Ingredients for 4 servings:
- 4 brioche rolls
- 500 g minced beef
- 4 Camembert(s), pre-baked and frozen
- 8 leaves of iceberg lettuce
- 2 tomatoes
- 1 can cashew nuts, salted
- 1 jar mango chutney, fruity hot
- 1 bottle of salsa (Texicana salsa)
Instructions
Working time approx. 20 minutes; Cooking/baking time approx. 25 minutes; Total time approx. 45 minutes
simple but ingenious
This burger is simple but brilliant. Almost all of the ingredients can be made yourself or bought ready-made, depending on how much time and desire you have. Here at Chefkoch you can find delicious recipes for: brioche buns, Texicana salsa and mango chutney. For the Camembert burger, prepare all the ingredients or have them ready: Wash the lettuce and separate the leaves. Wash the tomatoes and cut them into thick slices. Chop the cashew nuts very roughly or leave them whole to retain their bite. Start with the Camembert: Bake it in the oven according to the manufacturer’s instructions (approx. 20 minutes at 180°C). Do this at the same time as the side dishes, e.g. steakhouse fries. While the cheese is in the oven, make the patties: Lightly salt and pepper the beef, knead well and form into 4 burger patties, each weighing 125g. They taste best grilled, but you can also fry them. Sear on both sides and then let it cook for about 5 minutes over medium heat. Finally, place the burger buns in the oven for 1-2 minutes to warm up. Once everything is ready, start stacking. The order determines the flavor: Spread 1-2 tablespoons of Texicana salsa on the bottom bun, then add 2 lettuce leaves.
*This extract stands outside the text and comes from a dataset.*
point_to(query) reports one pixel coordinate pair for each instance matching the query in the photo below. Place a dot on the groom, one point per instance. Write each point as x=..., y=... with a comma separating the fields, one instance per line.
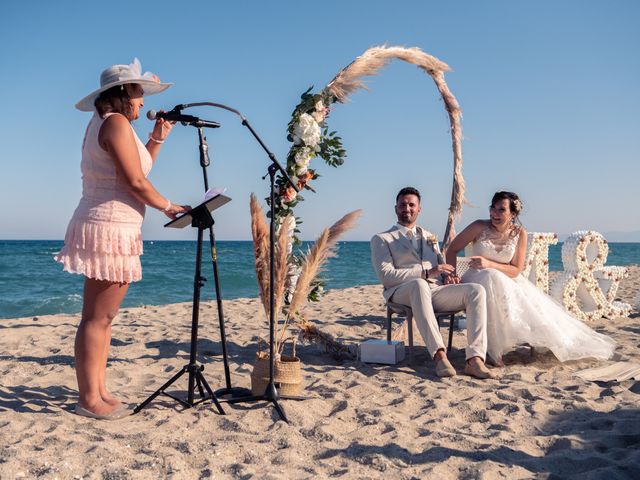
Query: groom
x=410, y=266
Spread the top half of the bun with 1 large tablespoon of mango chutney and sprinkle with the cashew nuts. Place the tomatoes on top. Now comes the hot ingredients: Place the patty on the lettuce, then the oven-fresh Camembert. Now quickly fold it together and insert a wooden skewer from top to bottom through the “turret” to make the burger easy to eat. It’s important that you remove the Camembert from the oven last so it runs nicely when you cut it!